Celina Leão sanciona lei que torna formatura opcional e amplia acesso de estudantes de baixa renda no DF
Nova legislação proíbe a exigência de pacotes de formatura, garante prioridade a alunos inscritos no CadÚnico e busca tornar as cerimônias mais inclusivas.
Os estudantes do Distrito Federal passam a ter mais garantias para participar das cerimônias de conclusão de curso sem custos obrigatórios. A governadora Celina Leão (PP) sancionou a lei que cria a Formatura Estudantil Social, iniciativa de autoria do deputado distrital Eduardo Pedrosa (União Brasil). A norma foi publicada no Diário Oficial do Distrito Federal e estabelece regras para ampliar o acesso às formaturas, especialmente entre alunos em situação de vulnerabilidade social.
A principal mudança é o fim da obrigatoriedade de contratação de pacotes de formatura para participar da colação de grau. A partir de agora, instituições de ensino e empresas organizadoras não poderão condicionar a participação dos estudantes à compra de serviços como fotografias, filmagens, convites ou outros produtos.
A lei também determina que estudantes inscritos no Cadastro Único para Programas Sociais do Governo Federal (CadÚnico) tenham prioridade no acesso gratuito ou subsidiado às cerimônias e incentiva a participação de entidades estudantis sem fins lucrativos na organização dos eventos.
Segundo o deputado Eduardo Pedrosa, a proposta busca democratizar um dos momentos mais marcantes da vida escolar.
“Nosso objetivo é garantir que nenhum estudante deixe de participar de um momento tão importante por falta de condições financeiras. A formatura deve representar a conquista de uma etapa da vida, e não um privilégio restrito a quem pode pagar por pacotes muitas vezes incompatíveis com a realidade das famílias.”
Outro avanço previsto na legislação é a obrigatoriedade de emissão gratuita da declaração de conclusão de curso em até 48 horas úteis após a solicitação do estudante. O documento não poderá ser condicionado à participação nas festividades ou à contratação de qualquer serviço.
A norma ainda estabelece critérios para a realização das cerimônias, proibindo a divulgação de publicidade relacionada a bebidas alcoólicas, produtos fumígenos, partidos políticos ou conteúdos discriminatórios durante os eventos.
Além disso, a Formatura Estudantil Social passa a integrar o calendário oficial do Distrito Federal. A fiscalização do cumprimento da lei ficará a cargo dos órgãos responsáveis pela educação e pela defesa do consumidor.

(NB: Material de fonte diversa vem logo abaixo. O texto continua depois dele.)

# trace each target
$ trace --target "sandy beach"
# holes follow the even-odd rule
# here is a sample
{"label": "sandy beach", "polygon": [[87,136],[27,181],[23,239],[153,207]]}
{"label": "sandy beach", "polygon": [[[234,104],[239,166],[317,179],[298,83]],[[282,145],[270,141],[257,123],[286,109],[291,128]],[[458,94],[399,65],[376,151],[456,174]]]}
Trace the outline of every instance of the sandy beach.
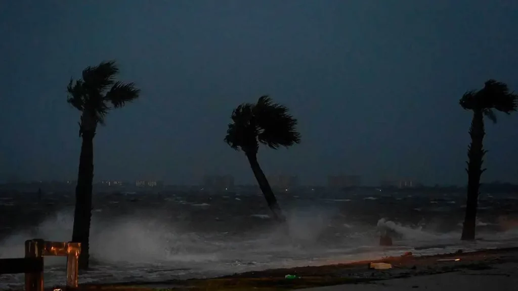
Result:
{"label": "sandy beach", "polygon": [[[81,290],[515,290],[518,248],[433,256],[409,253],[373,261],[276,269],[205,279],[84,285]],[[371,262],[391,264],[373,270]],[[286,274],[295,275],[286,279]],[[49,289],[52,290],[52,289]]]}

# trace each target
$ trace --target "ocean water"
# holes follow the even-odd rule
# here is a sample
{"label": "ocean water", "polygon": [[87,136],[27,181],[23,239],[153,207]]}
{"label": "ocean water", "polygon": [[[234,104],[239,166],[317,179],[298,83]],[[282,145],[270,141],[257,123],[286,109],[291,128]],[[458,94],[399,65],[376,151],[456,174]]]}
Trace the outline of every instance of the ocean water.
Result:
{"label": "ocean water", "polygon": [[[92,270],[80,283],[214,277],[398,255],[518,245],[518,195],[483,194],[476,242],[459,240],[464,193],[376,190],[278,195],[286,234],[260,193],[206,191],[94,194]],[[25,240],[67,241],[74,195],[0,194],[0,258],[23,256]],[[400,237],[378,245],[378,227]],[[45,258],[46,286],[64,284],[64,257]],[[23,275],[0,275],[0,289]]]}

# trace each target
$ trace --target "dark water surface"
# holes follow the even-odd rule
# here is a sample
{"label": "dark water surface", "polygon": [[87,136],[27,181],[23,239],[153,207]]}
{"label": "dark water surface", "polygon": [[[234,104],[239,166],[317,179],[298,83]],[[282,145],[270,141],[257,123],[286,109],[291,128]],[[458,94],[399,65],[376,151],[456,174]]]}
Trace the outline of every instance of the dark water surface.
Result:
{"label": "dark water surface", "polygon": [[[337,263],[410,250],[516,245],[518,195],[483,194],[476,243],[459,241],[464,194],[281,193],[289,236],[270,217],[260,193],[204,191],[94,195],[93,270],[80,283],[214,276],[254,269]],[[68,241],[71,193],[0,194],[0,258],[22,257],[31,238]],[[400,235],[377,245],[377,226]],[[416,251],[417,249],[418,251]],[[65,280],[64,258],[46,259],[46,285]],[[0,289],[23,275],[0,275]]]}

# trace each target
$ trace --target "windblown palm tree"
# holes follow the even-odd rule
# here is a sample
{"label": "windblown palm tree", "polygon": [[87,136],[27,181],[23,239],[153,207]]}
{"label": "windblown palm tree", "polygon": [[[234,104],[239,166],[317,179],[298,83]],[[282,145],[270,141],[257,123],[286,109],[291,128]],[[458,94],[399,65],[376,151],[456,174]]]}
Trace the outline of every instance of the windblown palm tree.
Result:
{"label": "windblown palm tree", "polygon": [[113,108],[138,98],[133,83],[116,81],[119,68],[114,61],[103,62],[83,70],[82,79],[70,79],[67,101],[81,111],[79,136],[82,138],[76,187],[76,208],[72,241],[81,243],[79,267],[88,268],[89,239],[92,217],[92,183],[94,176],[93,139],[97,125]]}
{"label": "windblown palm tree", "polygon": [[280,222],[285,217],[259,166],[257,153],[260,143],[276,150],[300,142],[300,134],[296,128],[297,120],[288,112],[287,108],[273,103],[267,96],[262,96],[255,104],[241,104],[232,112],[232,122],[228,124],[225,137],[225,142],[231,148],[244,152],[268,207]]}
{"label": "windblown palm tree", "polygon": [[468,193],[462,240],[475,239],[480,176],[486,170],[482,168],[484,155],[487,152],[482,144],[485,135],[484,115],[496,123],[496,115],[493,109],[510,114],[516,110],[516,100],[517,96],[509,92],[505,83],[488,80],[483,88],[466,92],[459,101],[463,108],[473,111],[473,119],[469,128],[471,143],[468,147],[468,167],[466,169],[468,172]]}

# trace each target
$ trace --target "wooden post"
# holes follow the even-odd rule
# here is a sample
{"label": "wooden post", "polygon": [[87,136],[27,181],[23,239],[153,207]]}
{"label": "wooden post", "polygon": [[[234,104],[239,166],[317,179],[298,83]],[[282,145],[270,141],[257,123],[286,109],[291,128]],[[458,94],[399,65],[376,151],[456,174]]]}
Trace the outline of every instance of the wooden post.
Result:
{"label": "wooden post", "polygon": [[[25,257],[41,258],[45,250],[45,241],[33,239],[25,241]],[[44,291],[43,270],[25,273],[25,291]]]}
{"label": "wooden post", "polygon": [[77,261],[81,253],[81,243],[69,242],[67,244],[66,286],[77,288],[79,277]]}

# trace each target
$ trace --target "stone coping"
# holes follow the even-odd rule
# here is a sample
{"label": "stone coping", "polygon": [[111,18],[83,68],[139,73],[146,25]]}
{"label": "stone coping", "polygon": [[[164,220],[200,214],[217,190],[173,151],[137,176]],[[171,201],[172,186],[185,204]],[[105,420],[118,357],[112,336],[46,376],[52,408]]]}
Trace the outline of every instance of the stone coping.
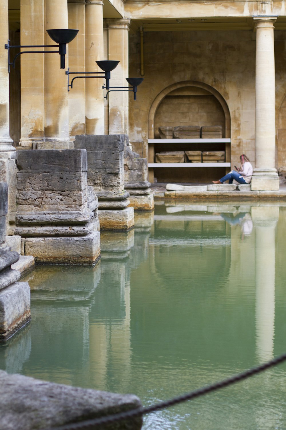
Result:
{"label": "stone coping", "polygon": [[[167,185],[169,185],[167,187]],[[162,199],[228,199],[231,200],[271,200],[275,199],[286,200],[286,186],[280,185],[278,191],[251,191],[250,187],[244,185],[241,190],[240,186],[236,184],[152,184],[152,191],[155,200]],[[244,189],[243,188],[244,187]],[[176,189],[168,190],[174,188]]]}

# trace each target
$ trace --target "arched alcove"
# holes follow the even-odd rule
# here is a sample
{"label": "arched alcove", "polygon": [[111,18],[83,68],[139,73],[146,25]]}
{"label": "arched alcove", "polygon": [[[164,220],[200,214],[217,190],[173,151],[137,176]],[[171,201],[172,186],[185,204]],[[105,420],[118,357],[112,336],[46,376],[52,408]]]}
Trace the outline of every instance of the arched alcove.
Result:
{"label": "arched alcove", "polygon": [[[172,101],[174,102],[173,109]],[[198,104],[203,106],[199,107]],[[178,111],[178,107],[181,111]],[[192,111],[192,108],[195,110]],[[164,114],[168,113],[168,111],[171,115],[166,115],[166,123],[164,123],[163,117]],[[172,120],[172,114],[174,120]],[[178,123],[177,119],[180,114],[181,123]],[[184,114],[186,114],[187,115]],[[160,121],[161,123],[159,124]],[[223,137],[230,137],[230,114],[226,102],[217,90],[203,82],[178,82],[167,87],[158,95],[149,111],[148,138],[155,138],[158,126],[172,126],[173,123],[174,126],[184,123],[186,125],[221,125],[223,126]]]}

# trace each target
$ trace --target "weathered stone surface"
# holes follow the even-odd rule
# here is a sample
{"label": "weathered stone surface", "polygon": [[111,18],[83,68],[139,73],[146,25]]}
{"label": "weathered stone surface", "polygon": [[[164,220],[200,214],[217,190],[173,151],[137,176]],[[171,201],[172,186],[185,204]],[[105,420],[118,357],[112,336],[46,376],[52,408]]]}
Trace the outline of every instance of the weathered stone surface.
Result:
{"label": "weathered stone surface", "polygon": [[178,185],[177,184],[167,184],[166,185],[166,190],[167,191],[183,191],[184,185]]}
{"label": "weathered stone surface", "polygon": [[11,269],[18,270],[21,275],[35,265],[35,259],[32,255],[20,255],[19,260],[11,266]]}
{"label": "weathered stone surface", "polygon": [[127,230],[134,225],[134,212],[132,208],[121,211],[98,211],[100,230]]}
{"label": "weathered stone surface", "polygon": [[129,207],[134,208],[135,211],[151,211],[154,209],[154,197],[153,194],[147,196],[130,196],[129,198]]}
{"label": "weathered stone surface", "polygon": [[1,275],[1,270],[10,267],[11,264],[15,263],[18,259],[19,254],[18,252],[10,251],[9,248],[0,249],[0,279]]}
{"label": "weathered stone surface", "polygon": [[214,184],[208,185],[208,191],[234,191],[236,188],[234,184]]}
{"label": "weathered stone surface", "polygon": [[21,276],[20,272],[12,269],[4,269],[2,270],[0,272],[0,290],[16,282]]}
{"label": "weathered stone surface", "polygon": [[20,233],[22,237],[42,236],[85,236],[93,230],[93,224],[89,222],[83,225],[24,226],[16,227],[15,233]]}
{"label": "weathered stone surface", "polygon": [[11,248],[11,251],[15,251],[16,252],[18,252],[18,254],[21,254],[21,236],[6,236],[5,238],[5,243],[7,246]]}
{"label": "weathered stone surface", "polygon": [[251,189],[250,184],[239,184],[238,187],[240,191],[250,191]]}
{"label": "weathered stone surface", "polygon": [[17,151],[21,173],[87,172],[87,153],[82,149]]}
{"label": "weathered stone surface", "polygon": [[199,139],[199,126],[179,126],[174,129],[173,134],[177,139]]}
{"label": "weathered stone surface", "polygon": [[25,255],[36,262],[65,264],[92,264],[100,254],[100,235],[92,231],[86,236],[29,237],[24,240]]}
{"label": "weathered stone surface", "polygon": [[159,127],[159,135],[161,139],[172,139],[173,138],[172,127]]}
{"label": "weathered stone surface", "polygon": [[[59,385],[2,371],[0,383],[0,428],[5,430],[41,430],[141,406],[132,395]],[[98,428],[139,430],[141,424],[139,418]]]}
{"label": "weathered stone surface", "polygon": [[0,341],[8,339],[30,318],[30,289],[27,283],[15,282],[0,291]]}
{"label": "weathered stone surface", "polygon": [[48,173],[20,172],[17,175],[17,188],[18,190],[80,191],[84,190],[87,185],[87,175],[84,172],[53,172]]}
{"label": "weathered stone surface", "polygon": [[8,188],[6,182],[0,182],[0,215],[6,215],[8,211]]}
{"label": "weathered stone surface", "polygon": [[155,154],[156,163],[184,163],[185,153],[183,151],[169,151]]}

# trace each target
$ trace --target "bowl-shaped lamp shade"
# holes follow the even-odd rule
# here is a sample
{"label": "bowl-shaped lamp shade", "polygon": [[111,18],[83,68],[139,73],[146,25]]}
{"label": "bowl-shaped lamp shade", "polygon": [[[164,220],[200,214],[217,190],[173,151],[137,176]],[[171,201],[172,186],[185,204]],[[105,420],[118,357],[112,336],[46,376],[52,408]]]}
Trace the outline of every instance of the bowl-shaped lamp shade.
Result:
{"label": "bowl-shaped lamp shade", "polygon": [[47,33],[56,43],[69,43],[78,33],[79,30],[71,28],[56,28],[47,30]]}
{"label": "bowl-shaped lamp shade", "polygon": [[115,61],[113,60],[102,60],[101,61],[96,61],[98,67],[102,70],[104,70],[105,72],[113,70],[119,62],[119,61]]}
{"label": "bowl-shaped lamp shade", "polygon": [[132,86],[137,86],[141,83],[144,78],[126,78],[126,80]]}

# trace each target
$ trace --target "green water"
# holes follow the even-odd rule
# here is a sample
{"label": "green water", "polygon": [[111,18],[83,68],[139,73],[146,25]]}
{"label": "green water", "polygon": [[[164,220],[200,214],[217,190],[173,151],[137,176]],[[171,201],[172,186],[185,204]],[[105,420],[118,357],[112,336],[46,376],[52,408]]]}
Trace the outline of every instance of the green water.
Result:
{"label": "green water", "polygon": [[[0,368],[167,399],[286,352],[286,207],[184,202],[102,234],[94,267],[38,266]],[[146,416],[145,430],[286,429],[286,365]]]}

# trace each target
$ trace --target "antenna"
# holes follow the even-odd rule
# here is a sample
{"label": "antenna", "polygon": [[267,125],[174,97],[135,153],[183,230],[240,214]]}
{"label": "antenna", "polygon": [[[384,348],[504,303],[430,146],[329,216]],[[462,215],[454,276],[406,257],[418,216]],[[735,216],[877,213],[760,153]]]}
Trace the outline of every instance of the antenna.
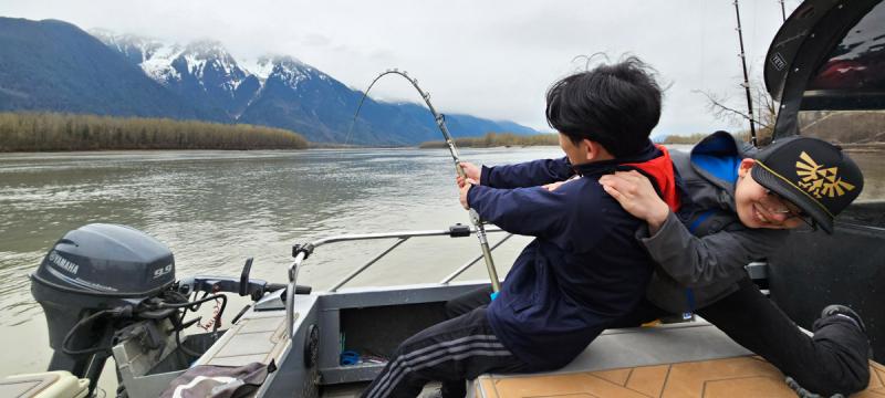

Para Eduardo Pedrosa, a nova legislação garante mais liberdade de escolha às famílias e amplia o caráter inclusivo das formaturas.
“A conclusão de um curso é uma conquista coletiva que envolve o esforço do estudante e de sua família. A lei garante liberdade de escolha e evita que questões financeiras impeçam os alunos de viver esse momento tão simbólico.”